Come Together
What an encouraging time to come together with the Shelby Crossings faith family this past Wednesday night for our first of four InterMissiongatherings! I hope you were able to be with us. If not, I hope you can make it for the next three weeks. I promise there won't be any more cartoons.
For whatever reason, those cartoons that seemed to communicate my point so well in my office didn't quite connect when we were together in the worship center. Perhaps I should try a new approach. If the visual doesn't work, maybe it will work better if I make you use your imagination.
Picture another cartoon, with all the simple art and clever wit and poignant irony you can pack into a single frame. (Work with me, please.) There's a young guy talking to an apparent "religious leader." The youth has spiked hair, an earring and a chain around his neck and all the trendy clothes. Apparently this youth has made some kind of religious commitment. The religious leader is standing before the youth and saying, "You know young man that this means you are going to have to dress normally."
Here's where the humor of the cartoon comes in. When you see the religious leader he is wearing a bishop's hat that rises up about two feet with a cross on it. He is also carrying a staff and wearing a robe and an enormous cross on it. "Dress normally," he says.
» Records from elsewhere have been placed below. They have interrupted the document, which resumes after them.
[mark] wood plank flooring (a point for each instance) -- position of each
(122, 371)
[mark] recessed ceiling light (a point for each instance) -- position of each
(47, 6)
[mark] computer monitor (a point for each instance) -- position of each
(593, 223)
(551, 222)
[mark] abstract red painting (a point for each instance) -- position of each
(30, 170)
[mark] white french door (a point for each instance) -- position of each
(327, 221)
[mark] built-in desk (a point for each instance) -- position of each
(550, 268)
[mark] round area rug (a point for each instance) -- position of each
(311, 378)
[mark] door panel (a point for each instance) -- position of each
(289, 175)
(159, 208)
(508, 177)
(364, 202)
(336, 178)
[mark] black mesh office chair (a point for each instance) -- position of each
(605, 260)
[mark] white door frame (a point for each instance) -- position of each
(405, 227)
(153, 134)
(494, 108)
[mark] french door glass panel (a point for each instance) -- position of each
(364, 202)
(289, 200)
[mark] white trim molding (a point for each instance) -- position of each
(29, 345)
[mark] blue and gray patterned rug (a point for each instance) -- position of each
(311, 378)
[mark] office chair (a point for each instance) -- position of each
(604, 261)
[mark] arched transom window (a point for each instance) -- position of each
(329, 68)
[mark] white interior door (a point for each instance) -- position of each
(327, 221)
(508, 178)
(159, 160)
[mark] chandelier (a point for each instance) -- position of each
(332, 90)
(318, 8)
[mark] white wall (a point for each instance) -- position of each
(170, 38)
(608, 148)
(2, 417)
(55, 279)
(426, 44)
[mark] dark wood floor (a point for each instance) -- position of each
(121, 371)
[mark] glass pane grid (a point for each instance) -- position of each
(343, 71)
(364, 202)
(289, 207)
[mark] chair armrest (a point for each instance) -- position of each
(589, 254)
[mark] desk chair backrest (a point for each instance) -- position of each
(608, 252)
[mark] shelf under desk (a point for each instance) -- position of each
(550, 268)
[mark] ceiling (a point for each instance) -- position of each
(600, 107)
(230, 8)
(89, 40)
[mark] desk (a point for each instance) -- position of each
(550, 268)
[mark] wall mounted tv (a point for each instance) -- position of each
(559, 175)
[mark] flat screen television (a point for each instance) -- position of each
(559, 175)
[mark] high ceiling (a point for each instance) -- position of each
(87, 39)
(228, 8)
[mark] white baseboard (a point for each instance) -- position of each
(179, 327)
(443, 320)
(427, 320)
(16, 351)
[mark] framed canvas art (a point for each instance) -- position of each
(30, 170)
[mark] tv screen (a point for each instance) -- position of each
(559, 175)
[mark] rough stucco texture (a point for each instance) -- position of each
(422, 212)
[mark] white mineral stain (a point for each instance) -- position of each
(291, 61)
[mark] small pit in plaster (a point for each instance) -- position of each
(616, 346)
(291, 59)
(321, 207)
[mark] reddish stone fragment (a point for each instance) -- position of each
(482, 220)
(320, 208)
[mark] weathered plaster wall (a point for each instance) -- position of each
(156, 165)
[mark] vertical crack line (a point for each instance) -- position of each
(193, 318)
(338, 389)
Get it?
(Insert laugh track.)
What's the point? As we gather together to seek God's will for us during this time of refocusing our vision--and, even more so, as we live our lives for Christ throughout the year--we are seeking unity, in Christ, but not uniformity. Thankfully, God has brought us together from all walks of life as "a diverse community of believers committed to developing passionate followers of Christ to impact the world."We may dress a little different, talk a little different, and act a little different sometimes, but God has sovereignly melded us together as His body, rallying around our common relationship with Jesus Christ.
We come from different backgrounds, with differing gifts, abilities, experiences and passions--and hurts, for that matter--and God will use us all, as pieces in the puzzle to come together to function as the community of faith He has called us to be. That's what it means to be His church.
I'm grateful He's allowed me to be a part of such a great church, and I can't wait to see what He has in store for us in the year ahead as we serve Him together. I'm praying for you, as I hope you are for me, and I look forward to seeing this Sunday...and Wednesday, too.